Qosium needs to see the network traffic to be able to measure passively. Qosium Probe also comes with an optional feature to take packet captures, Pcap files, from the measured traffic. The packet trace is taken from the traffic that matches your measurement filter. You can open the Pcap file with the preferred packet analyzer tool. This guide demonstrates how you can perform packet capturing with Qosium Scope. Packet capturing is something that can also be taken off from a Qosium delivery.
When you have a large network with many Qosium Probes installed, keeping track of each Probe and their IP addresses can become cumbersome. Qosium comes with a feature that allows you to find all your Qosium Probes in the network.
One-point measurement enables you to measure and monitor traffic in a single point. You see, for example, traffic loads, packet counters, and traffic flows. In a single point, QoS parameters, such as delay, is not possible to be measured as they need a reference point.

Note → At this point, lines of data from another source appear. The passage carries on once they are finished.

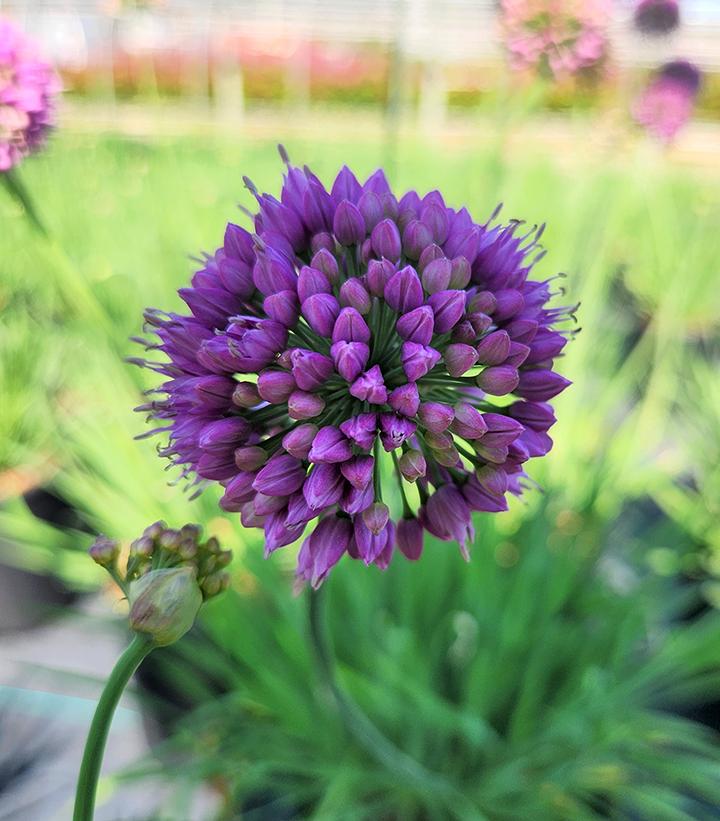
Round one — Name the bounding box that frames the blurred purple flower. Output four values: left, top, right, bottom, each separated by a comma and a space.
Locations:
634, 60, 701, 143
136, 148, 573, 585
633, 0, 680, 36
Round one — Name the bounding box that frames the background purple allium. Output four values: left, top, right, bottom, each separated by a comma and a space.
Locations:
633, 0, 680, 36
634, 60, 701, 143
500, 0, 612, 80
0, 18, 60, 172
137, 151, 573, 587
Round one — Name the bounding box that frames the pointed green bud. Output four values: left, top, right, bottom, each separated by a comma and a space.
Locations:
128, 567, 202, 647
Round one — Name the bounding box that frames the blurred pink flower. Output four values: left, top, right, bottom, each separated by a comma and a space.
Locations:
500, 0, 612, 80
0, 18, 60, 172
633, 60, 701, 143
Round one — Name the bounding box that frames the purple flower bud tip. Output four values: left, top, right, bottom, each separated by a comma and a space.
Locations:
417, 401, 454, 432
397, 517, 424, 560
350, 365, 388, 404
362, 502, 390, 535
340, 455, 374, 489
339, 277, 372, 315
516, 369, 572, 401
398, 449, 426, 482
476, 330, 511, 366
389, 382, 420, 417
396, 306, 434, 346
234, 445, 268, 471
444, 343, 479, 378
332, 306, 371, 344
331, 340, 370, 382
371, 218, 401, 261
421, 257, 452, 294
302, 293, 340, 338
450, 402, 488, 440
428, 290, 466, 334
402, 342, 441, 382
339, 413, 378, 450
385, 266, 424, 313
297, 265, 332, 303
252, 453, 306, 496
282, 424, 318, 459
476, 365, 520, 396
333, 200, 366, 246
366, 258, 396, 297
402, 219, 434, 260
257, 369, 296, 404
480, 413, 524, 448
291, 349, 334, 391
379, 413, 417, 451
475, 465, 509, 497
308, 426, 353, 464
310, 248, 340, 283
288, 390, 326, 420
232, 381, 261, 408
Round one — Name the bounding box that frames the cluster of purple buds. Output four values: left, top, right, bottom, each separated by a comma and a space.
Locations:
500, 0, 612, 80
0, 18, 60, 172
633, 0, 680, 36
633, 59, 702, 144
135, 148, 573, 588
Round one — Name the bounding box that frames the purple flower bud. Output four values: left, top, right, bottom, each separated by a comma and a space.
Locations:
396, 306, 434, 345
339, 277, 371, 315
340, 482, 374, 516
449, 256, 472, 289
240, 501, 265, 528
333, 199, 366, 246
480, 413, 524, 448
476, 365, 519, 396
418, 243, 445, 273
252, 453, 306, 496
398, 449, 426, 482
291, 349, 334, 391
360, 237, 373, 265
234, 445, 268, 471
421, 257, 452, 294
402, 342, 441, 381
425, 430, 454, 451
358, 190, 384, 231
257, 369, 296, 403
397, 207, 416, 233
462, 475, 509, 513
264, 290, 299, 327
468, 312, 493, 336
526, 329, 568, 365
350, 364, 388, 404
332, 307, 372, 344
301, 293, 340, 337
516, 369, 571, 401
475, 465, 508, 497
288, 390, 326, 420
385, 266, 424, 313
379, 413, 417, 451
282, 423, 319, 459
389, 382, 420, 417
428, 290, 466, 334
199, 418, 250, 452
254, 492, 289, 516
310, 248, 340, 284
444, 343, 479, 377
297, 265, 332, 303
366, 258, 396, 297
219, 471, 256, 511
371, 218, 401, 261
473, 441, 509, 464
421, 203, 450, 245
264, 512, 304, 555
311, 232, 335, 254
362, 501, 390, 535
372, 521, 396, 570
339, 413, 378, 450
276, 349, 294, 369
397, 517, 423, 560
506, 342, 531, 368
381, 192, 399, 220
331, 340, 370, 382
298, 515, 353, 589
507, 400, 556, 431
417, 401, 454, 432
340, 455, 374, 489
402, 219, 433, 260
232, 381, 261, 408
251, 254, 297, 296
505, 319, 539, 344
308, 426, 353, 463
492, 289, 525, 321
468, 290, 496, 315
353, 516, 391, 564
423, 484, 474, 559
303, 463, 345, 510
476, 330, 511, 366
285, 491, 317, 528
450, 402, 488, 439
451, 320, 478, 345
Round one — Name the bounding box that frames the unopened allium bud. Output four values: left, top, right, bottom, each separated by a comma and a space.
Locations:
129, 567, 202, 647
136, 154, 572, 584
89, 536, 120, 568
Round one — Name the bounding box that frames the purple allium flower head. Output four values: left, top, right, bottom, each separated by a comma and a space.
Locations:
0, 19, 60, 172
136, 148, 573, 585
633, 0, 680, 36
633, 60, 702, 144
500, 0, 612, 80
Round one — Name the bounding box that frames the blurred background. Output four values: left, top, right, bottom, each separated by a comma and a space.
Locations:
1, 1, 719, 819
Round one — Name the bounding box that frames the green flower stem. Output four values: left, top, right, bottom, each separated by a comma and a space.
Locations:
307, 589, 486, 821
73, 635, 155, 821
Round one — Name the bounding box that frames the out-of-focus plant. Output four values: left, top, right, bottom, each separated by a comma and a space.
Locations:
634, 61, 702, 144
121, 502, 720, 820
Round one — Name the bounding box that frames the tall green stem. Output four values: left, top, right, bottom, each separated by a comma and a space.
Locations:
73, 635, 154, 821
306, 589, 487, 821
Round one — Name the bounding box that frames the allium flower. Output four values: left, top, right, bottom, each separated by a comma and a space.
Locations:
0, 19, 60, 172
136, 150, 573, 587
633, 0, 680, 36
500, 0, 612, 80
633, 60, 701, 144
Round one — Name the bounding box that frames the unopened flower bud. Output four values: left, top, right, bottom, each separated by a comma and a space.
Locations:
362, 502, 390, 535
129, 567, 203, 647
89, 536, 119, 567
399, 449, 426, 482
232, 381, 261, 408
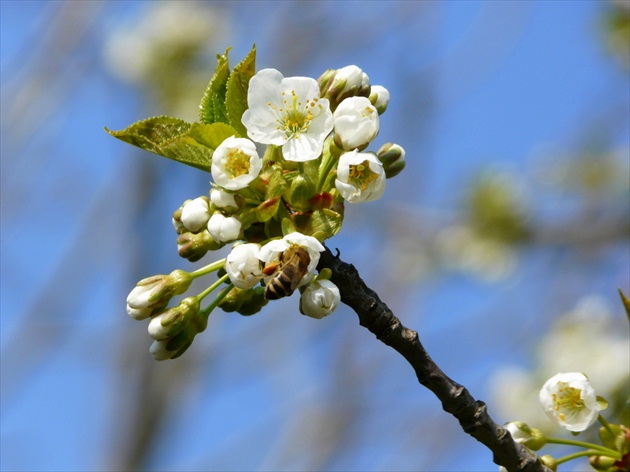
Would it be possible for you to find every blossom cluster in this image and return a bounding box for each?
[122,54,405,360]
[499,371,629,471]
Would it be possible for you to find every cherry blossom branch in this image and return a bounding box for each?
[317,246,551,472]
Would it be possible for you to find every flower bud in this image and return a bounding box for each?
[300,280,340,319]
[588,455,617,470]
[126,270,192,320]
[236,286,268,316]
[504,422,546,451]
[148,296,200,340]
[172,201,189,235]
[377,142,406,178]
[210,188,238,212]
[180,196,211,232]
[207,213,242,243]
[149,339,175,361]
[287,175,317,210]
[319,65,370,111]
[177,229,221,262]
[369,85,390,114]
[539,455,557,471]
[333,96,379,151]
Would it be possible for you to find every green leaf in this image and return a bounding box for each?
[199,48,232,125]
[106,118,238,172]
[293,209,343,242]
[225,44,256,137]
[105,116,191,154]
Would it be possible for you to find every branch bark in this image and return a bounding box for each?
[318,247,550,472]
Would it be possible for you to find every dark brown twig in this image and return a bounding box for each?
[318,247,550,472]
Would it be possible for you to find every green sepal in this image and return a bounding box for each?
[293,208,343,241]
[225,44,256,137]
[596,396,610,411]
[599,424,628,453]
[199,48,231,125]
[281,217,297,236]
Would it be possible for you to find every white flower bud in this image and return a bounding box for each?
[369,85,390,114]
[539,372,602,432]
[149,339,174,361]
[333,96,379,151]
[148,312,170,340]
[126,271,192,320]
[335,150,386,203]
[211,136,262,190]
[180,197,210,232]
[225,243,264,290]
[300,280,340,319]
[210,188,237,210]
[332,65,370,96]
[207,213,242,243]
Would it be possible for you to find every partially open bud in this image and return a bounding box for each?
[369,85,390,114]
[318,65,371,111]
[504,421,546,451]
[333,96,379,151]
[377,142,406,178]
[225,243,263,290]
[299,280,340,319]
[210,188,238,212]
[126,270,192,320]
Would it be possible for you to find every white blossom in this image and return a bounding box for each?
[333,96,379,150]
[335,150,386,203]
[149,339,174,361]
[242,68,333,162]
[539,372,602,432]
[259,233,325,288]
[332,65,370,95]
[210,188,237,210]
[207,213,241,243]
[300,280,340,319]
[211,136,262,190]
[180,197,211,232]
[148,312,170,340]
[225,243,264,290]
[369,85,390,114]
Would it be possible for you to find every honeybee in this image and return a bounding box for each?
[263,245,311,300]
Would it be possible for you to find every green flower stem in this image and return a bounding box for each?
[546,437,621,458]
[598,414,615,437]
[200,281,233,318]
[317,141,341,193]
[197,273,230,303]
[189,258,226,278]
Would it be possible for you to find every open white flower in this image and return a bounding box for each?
[259,232,324,288]
[207,213,241,243]
[225,243,263,290]
[300,280,340,319]
[333,96,379,150]
[180,197,211,232]
[211,136,262,190]
[242,68,333,162]
[539,372,602,432]
[335,150,386,203]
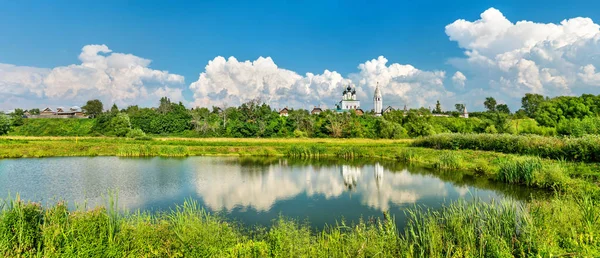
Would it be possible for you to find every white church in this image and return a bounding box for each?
[334,83,383,116]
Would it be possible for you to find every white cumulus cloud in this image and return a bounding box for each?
[0,44,185,109]
[189,55,449,110]
[452,71,467,88]
[446,7,600,108]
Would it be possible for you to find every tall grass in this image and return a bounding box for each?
[432,152,462,170]
[496,157,541,186]
[117,145,189,157]
[285,145,326,158]
[0,196,598,257]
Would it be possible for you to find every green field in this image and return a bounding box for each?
[0,136,599,256]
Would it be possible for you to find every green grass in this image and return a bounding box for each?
[9,119,95,137]
[0,195,598,257]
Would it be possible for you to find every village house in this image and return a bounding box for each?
[278,107,289,117]
[310,107,322,115]
[32,107,87,118]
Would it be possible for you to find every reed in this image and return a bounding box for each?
[432,152,462,170]
[0,196,597,257]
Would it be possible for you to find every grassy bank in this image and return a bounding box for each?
[0,195,598,257]
[8,119,95,137]
[413,133,600,162]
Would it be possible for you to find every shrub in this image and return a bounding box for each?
[110,113,131,137]
[126,128,146,138]
[0,115,10,135]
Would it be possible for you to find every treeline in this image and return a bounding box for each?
[4,93,600,138]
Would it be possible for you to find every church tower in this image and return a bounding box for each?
[373,82,383,116]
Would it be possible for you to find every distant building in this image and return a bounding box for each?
[461,106,469,118]
[335,85,360,113]
[40,107,55,116]
[310,107,322,115]
[31,106,87,119]
[355,109,364,116]
[383,106,394,113]
[279,107,289,117]
[373,82,383,116]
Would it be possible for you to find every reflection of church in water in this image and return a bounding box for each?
[340,163,384,190]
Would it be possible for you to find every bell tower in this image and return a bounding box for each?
[373,82,383,116]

QoS measurement relates to measurement between two points in the network. However, jitter and packet loss can be calculated for certain applications such as RTP and MPEG.
NAT changes packet content, which brings a new challenge on passive QoS measurement. However, Qosium can manage this and you can measure QoS over a network path where there is a NAT deployed between.
When Qosium Probe is involved in measurement having geographical location information, you can visualize all Qosium statistics as a heatmap. This feature is useful when measuring wireless networks to determine the network's performance in relation to location. Problem areas can be found out quickly, which helps optimize network coverage and initiate recovering actions.